We decided to have a morning wedding and brunch reception in part because I love the idea of brunch, and having time to take pictures after the wedding so we don't need to do a first look, but also because that way we could have an "after party". I really didn't want to have an evening reception with no drinking or dancing. Even though we could do it that way and it would be nice and we will still be married no matter what, it just seemed boring, especially for FI and his family.
So our brunch reception will be from 11am-2pm and our after party will be from 7:30pm-11(ish)pm. It's not really a reception, its just a gathering for people to celebrate "adultly". We purposely are having this celebration separate so my religious family members can in good conscience attend our entire reception earlier in the day.

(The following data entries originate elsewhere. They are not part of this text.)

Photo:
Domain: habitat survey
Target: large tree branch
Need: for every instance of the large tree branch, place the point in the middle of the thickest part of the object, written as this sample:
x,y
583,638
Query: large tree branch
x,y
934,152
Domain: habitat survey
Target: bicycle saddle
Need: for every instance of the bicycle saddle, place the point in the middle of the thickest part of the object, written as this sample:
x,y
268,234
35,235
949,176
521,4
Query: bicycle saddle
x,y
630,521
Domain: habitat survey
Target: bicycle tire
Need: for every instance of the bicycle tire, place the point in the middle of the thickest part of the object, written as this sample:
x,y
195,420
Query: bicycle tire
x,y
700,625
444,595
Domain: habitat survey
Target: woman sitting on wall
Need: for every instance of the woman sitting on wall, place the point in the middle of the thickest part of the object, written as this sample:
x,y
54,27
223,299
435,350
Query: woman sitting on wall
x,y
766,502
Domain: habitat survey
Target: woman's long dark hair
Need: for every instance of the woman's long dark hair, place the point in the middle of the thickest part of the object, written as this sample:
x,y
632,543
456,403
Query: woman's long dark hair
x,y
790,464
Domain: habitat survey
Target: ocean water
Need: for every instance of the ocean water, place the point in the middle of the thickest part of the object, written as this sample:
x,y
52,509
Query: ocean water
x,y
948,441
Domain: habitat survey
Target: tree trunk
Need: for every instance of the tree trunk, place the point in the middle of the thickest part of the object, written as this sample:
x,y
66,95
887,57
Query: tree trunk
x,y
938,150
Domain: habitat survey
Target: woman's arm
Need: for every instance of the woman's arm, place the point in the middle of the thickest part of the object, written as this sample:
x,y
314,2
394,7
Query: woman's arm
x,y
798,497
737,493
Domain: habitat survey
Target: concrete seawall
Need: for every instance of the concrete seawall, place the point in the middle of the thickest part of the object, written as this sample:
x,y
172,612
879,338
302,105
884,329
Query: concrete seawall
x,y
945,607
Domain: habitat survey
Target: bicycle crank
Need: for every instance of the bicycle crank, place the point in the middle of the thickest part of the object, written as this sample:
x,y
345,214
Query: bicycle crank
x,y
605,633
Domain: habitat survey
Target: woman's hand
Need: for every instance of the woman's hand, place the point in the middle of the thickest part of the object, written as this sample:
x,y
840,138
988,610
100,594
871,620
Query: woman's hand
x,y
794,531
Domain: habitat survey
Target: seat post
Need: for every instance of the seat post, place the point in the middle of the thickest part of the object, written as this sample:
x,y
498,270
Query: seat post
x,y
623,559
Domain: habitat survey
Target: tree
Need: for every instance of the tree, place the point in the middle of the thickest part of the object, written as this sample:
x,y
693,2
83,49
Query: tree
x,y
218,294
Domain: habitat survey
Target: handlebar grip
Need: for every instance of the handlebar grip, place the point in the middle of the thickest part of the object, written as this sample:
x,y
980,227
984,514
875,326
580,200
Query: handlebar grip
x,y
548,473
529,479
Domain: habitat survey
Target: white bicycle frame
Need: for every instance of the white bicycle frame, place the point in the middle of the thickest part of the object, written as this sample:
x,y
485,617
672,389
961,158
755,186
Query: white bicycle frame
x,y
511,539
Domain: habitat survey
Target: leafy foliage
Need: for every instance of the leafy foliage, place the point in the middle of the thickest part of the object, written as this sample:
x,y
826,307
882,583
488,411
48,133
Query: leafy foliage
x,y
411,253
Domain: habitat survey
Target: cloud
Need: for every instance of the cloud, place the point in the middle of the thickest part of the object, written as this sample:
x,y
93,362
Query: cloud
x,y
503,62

However, this seems to still be ruffling feathers. My mom "broke the news" about our after party to some family members, including my grandparents, and they were all offended that we will be condoning drinking -- the dancing was a lesser issue. Now I'm feeling like it was a bad idea altogether and we should just scrap it, because my family can be judgmental and gossipy, and the last thing I want is for them to spend my wedding talking about this sinful party we have planned.
I would seriously scrap it and tell them, "You're right, its a bad idea," and just have my awesome brunch reception, except that FI is REALLY looking forward to this. My mom said she thinks it would be unfair to take the one thing that he really wants away from him -- and this is HER family that is acting this way, so if anyone would want to call the after party off, it would be her.
What do you think? Should I just try to not care what they think, and if they gossip, so what? Or is an after party not really worth all the judgment?